Gli occhi di Raistlin lampeggiarono, la loro superficie simile a uno specchio si crepò giusto per un istante. Poi, con un sorriso sardonico, girò loro le spalle. Rivolto verso il Portale, sollevò la mano destra con il palmo verso l’esterno, lo sguardo sulla testa di drago all’estremità inferiore destra dell’ingresso a forma di ovale.

«Drago nero,» la sua voce era morbida, carezzevole, «dall’oscurità all’oscurità la mia voce echeggia nel vuoto.»

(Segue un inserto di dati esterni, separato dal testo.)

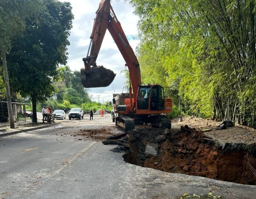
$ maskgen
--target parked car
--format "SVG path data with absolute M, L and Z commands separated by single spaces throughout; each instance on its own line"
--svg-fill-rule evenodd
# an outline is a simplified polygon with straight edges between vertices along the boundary
M 53 114 L 55 115 L 54 118 L 55 119 L 66 119 L 66 114 L 63 110 L 55 110 L 53 112 Z
M 68 119 L 70 120 L 71 118 L 83 118 L 83 111 L 80 108 L 72 108 L 68 113 Z

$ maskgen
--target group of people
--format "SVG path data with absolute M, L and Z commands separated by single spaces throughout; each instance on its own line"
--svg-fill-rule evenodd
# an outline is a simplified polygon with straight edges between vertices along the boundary
M 52 117 L 51 114 L 52 113 L 53 110 L 51 108 L 50 106 L 45 106 L 42 109 L 42 115 L 43 115 L 43 123 L 45 123 L 45 121 L 47 120 L 47 117 L 49 116 L 50 117 L 50 121 L 54 121 L 54 117 Z M 47 121 L 47 122 L 48 121 Z
M 102 117 L 104 117 L 104 111 L 103 110 L 103 108 L 102 108 L 102 110 L 100 110 L 100 114 L 101 115 Z M 91 120 L 91 119 L 92 120 L 93 120 L 93 111 L 92 110 L 92 109 L 91 109 L 90 111 L 89 111 L 89 113 L 90 114 L 90 120 Z

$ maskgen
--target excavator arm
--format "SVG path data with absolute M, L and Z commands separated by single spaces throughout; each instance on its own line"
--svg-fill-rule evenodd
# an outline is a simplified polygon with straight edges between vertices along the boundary
M 139 85 L 141 84 L 139 65 L 111 7 L 110 0 L 102 0 L 96 12 L 87 56 L 83 58 L 85 65 L 85 68 L 81 69 L 83 85 L 86 88 L 106 86 L 114 78 L 115 74 L 113 71 L 102 66 L 97 66 L 96 63 L 107 29 L 126 63 L 134 96 L 136 96 Z

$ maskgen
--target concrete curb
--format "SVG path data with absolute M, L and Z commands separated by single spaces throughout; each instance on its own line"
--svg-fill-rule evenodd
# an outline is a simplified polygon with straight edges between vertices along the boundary
M 12 134 L 15 134 L 16 133 L 22 133 L 23 132 L 27 132 L 28 131 L 30 131 L 31 130 L 35 130 L 40 129 L 43 129 L 44 128 L 46 128 L 49 127 L 53 125 L 54 125 L 54 124 L 47 124 L 45 125 L 44 126 L 37 126 L 36 127 L 33 127 L 32 128 L 29 128 L 28 129 L 25 129 L 18 130 L 15 130 L 12 132 L 8 132 L 8 133 L 3 133 L 0 134 L 0 137 L 2 137 L 3 136 L 7 136 L 8 135 L 11 135 Z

Mentre Raistlin pronunciava quelle parole, un’aura di tenebra cominciò a formarsi intorno a Crysania, un’aura di luce nera come il gioiello della notte, nera come la luce della luna scura...

Raistlin sentì la mano di Caramon chiudersi sopra il suo braccio. Rabbiosamente cercò di scuotersi di dosso la stretta di suo fratello, ma la morsa di Caramon era troppo forte.

«Portaci a casa, Raistlin...»

Raistlin si girò di scatto e lo fissò. Il suo stupore era tale che dimenticò la propria collera. «Cosa?» chiese con voce rotta.

«Portaci a casa,» ripetè Caramon con fermezza.

Raistlin dette in una risata sprezzante.

«Sei uno sciocco... uno sciocco debole e piagnucoloso, Caramon!»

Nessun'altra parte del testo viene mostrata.